Chinese-built Halogaland Bridge becomes a landmark in Northern Europe

PR Newswire

CHENGDU, China, Dec. 14, 2018

CHENGDU, China, Dec. 14, 2018 /PRNewswire/ -- On December 9, local time, Halogaland Bridge in Norway, built by Sichuan Road & Bridge (Group) Co., Ltd. (SRBG), was officially opened to traffic. The bridge is located in the Norwegian northern port city of Narvik, just 200 kilometers north from the Arctic Circle, and is dubbed a "bridge accompanying aurora".

As the construction was extremely challenging, Discovery documented the construction of the bridge and called it an unprecedented feat. 

Four major problems had to be overcome to complete the construction of the bridge and ensure its long-term safety and stability. First, the long span. The bridge over the 300-meter-deep rombaken must have a clear span of nearly 1.6 kilometers. Second, high wind speed. The wind speed in the Arctic Circle can reach 130 kilometers per hour, which places an enormous demand on the ability of the bridge to withstand wind. Third, difference in temperature. A temperature difference of up to 40 degrees will lead to thermal expansion and contraction of the bridge body, causing cracks in the concrete and, in worst-case scenarios, collapse of the bridge floor. Fourth, tight construction schedule. Normally, due to the extreme weather conditions in the Arctic Circle, the annual construction time does not exceed 6 months. To complete the project within the time limit, the workers must race against time.

StatensVegvesen Nord Region (SVV), the project owner, had special requirements for the construction environment, the project scale and the steel bridge structure. It not only sought offers from the EU countries, but also looked for main contractors worldwide. The "Northern European Standard" is the most stringent European standard. Even German construction companies, which are famous for strictness, hesitated. The great challenge posed by design and construction placed the Halogaland Bridge Project in the center of international attention after the announcement of the tender. 

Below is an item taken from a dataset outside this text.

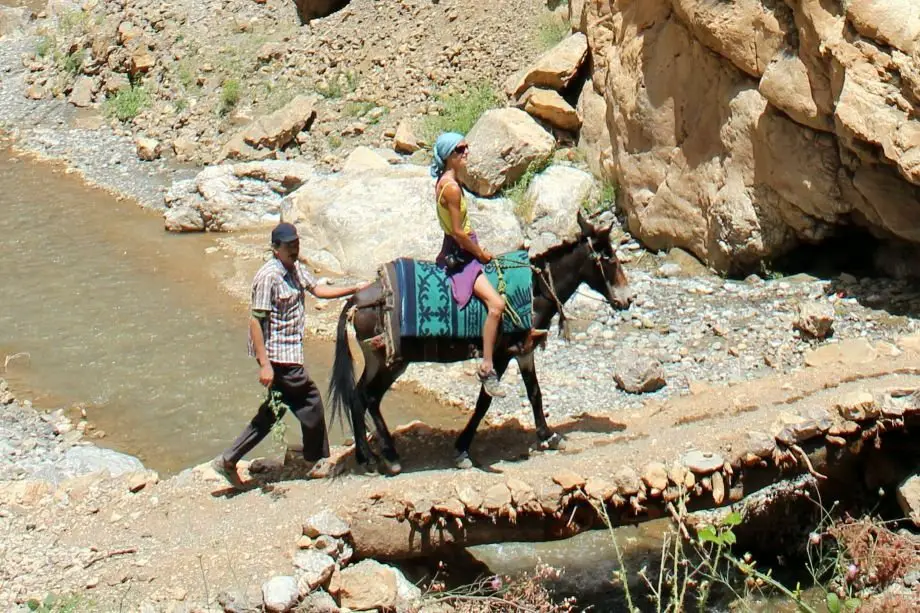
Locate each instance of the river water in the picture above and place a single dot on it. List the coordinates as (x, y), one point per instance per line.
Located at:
(131, 322)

On October 23, 2013, after fierce competition with well-known construction contractors from the United States, Germany, Denmark, Switzerland and other countries, a joint venture made up by Sichuan Road & Bridge (Group) Co., Ltd. (SRBG), affiliated to Sichuan Railway Investment Group from China, and VNG from Serbia, relying on first-class technology and outstanding record performance in bridge construction, won the bidding for the 755-million-kronor (USD 96 million) steel structure contract of the Halogaland Bridge Project to produce all parts -- cables and steel box beams -- and undertake the construction of the project.

SRBG, as the first Chinese enterprise to build a long-span bridge in developed European countries, faced many practical problems. The first problem was language barriers. According to Norwegian Law, all bidding documents must be drafted in Norwegian -- a language not in popular demand in China. Translators are extremely scarce. To produce bidding documents in Norwegian, a high price must be paid for translation. What's more, it is extremely difficult to find a talent well versed in both Norwegian and construction terminology.

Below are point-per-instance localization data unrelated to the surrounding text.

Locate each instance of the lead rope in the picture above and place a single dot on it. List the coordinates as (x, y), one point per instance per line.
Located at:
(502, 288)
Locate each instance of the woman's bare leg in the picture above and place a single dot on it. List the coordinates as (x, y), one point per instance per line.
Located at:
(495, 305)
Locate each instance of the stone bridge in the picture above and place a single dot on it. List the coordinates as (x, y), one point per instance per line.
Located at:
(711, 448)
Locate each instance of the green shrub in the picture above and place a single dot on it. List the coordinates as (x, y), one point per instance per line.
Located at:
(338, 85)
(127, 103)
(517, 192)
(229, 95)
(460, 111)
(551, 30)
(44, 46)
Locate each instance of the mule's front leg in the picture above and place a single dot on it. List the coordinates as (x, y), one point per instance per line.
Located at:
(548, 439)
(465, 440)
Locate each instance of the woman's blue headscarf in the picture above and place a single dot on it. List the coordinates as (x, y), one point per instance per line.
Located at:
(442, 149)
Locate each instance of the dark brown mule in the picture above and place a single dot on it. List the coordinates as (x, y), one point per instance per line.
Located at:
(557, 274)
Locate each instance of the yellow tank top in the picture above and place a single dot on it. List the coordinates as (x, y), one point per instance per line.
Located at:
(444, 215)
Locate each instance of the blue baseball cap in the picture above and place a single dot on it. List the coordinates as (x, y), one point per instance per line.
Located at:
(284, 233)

In addition, problems including the harsh construction environment in Norway, the high requirements that the owner imposed on environmental protection and occupational health, the stringent "Northern European Standard" and so on were all successfully addressed by SRBG. The project was officially launched on June 1, 2015.

The high efficiency and superior quality that SRBG manifested in the construction of the Halogaland Bridge won the recognition of the Norwegian government. The project manager of the Norwegian Highway Administration commented, "Although Norway and China adopt different standards, the Chinese side is very flexible, good at learning new things and cooperated well with us." 

The opening of the Halogaland Bridge will not only make it easier for local people in northern Norway to travel, but will also be an important link connecting the west coasts of Norway and Sweden, a shortcut to the E6 highway, and a new landmark in Norway.

This is not the end of the story between SRBG and Norway. With the support of the Norwegian government, the group won the bidding for another Norwegian bridge project -- the Batstadtsander Bridge. 

According to Lu Wei, head of SRBG's Halogaland Bridge Project, said, "When Batstadtsander Bridge called for bidding, the owner of the Halogaland Bridge recommended us on his own initiative. After their visit, they were very satisfied with our construction quality and efficiency and helped us win the bidding for another Norwegian bridge project."

In addition to Norway, SRBG has set its footprints all over China, and also conducts business in Africa, Europe, Southeast Asia, Australia and other overseas markets. Over several decades, the company has built roads, bridges, and airports in Iraq, Kuwait, Yemen, Uganda and many other countries. In recent years, it has contracted a host of international engineering projects in African countries including Eritrea, Tanzania, the United Arab Emirates, and Kuwait as well Southeast Asia countries such as Cambodia. 

Today, infrastructure projects such as Halogaland Bridge that are undertaken by China are scattered across the world. As the China-initiated Belt and Road Initiative progresses, China's engineering companies, such as SRBG, are becoming a global provider of quality infrastructure in the 21st century, and the "Made in China" brand they represent is becoming an iconic strength of China.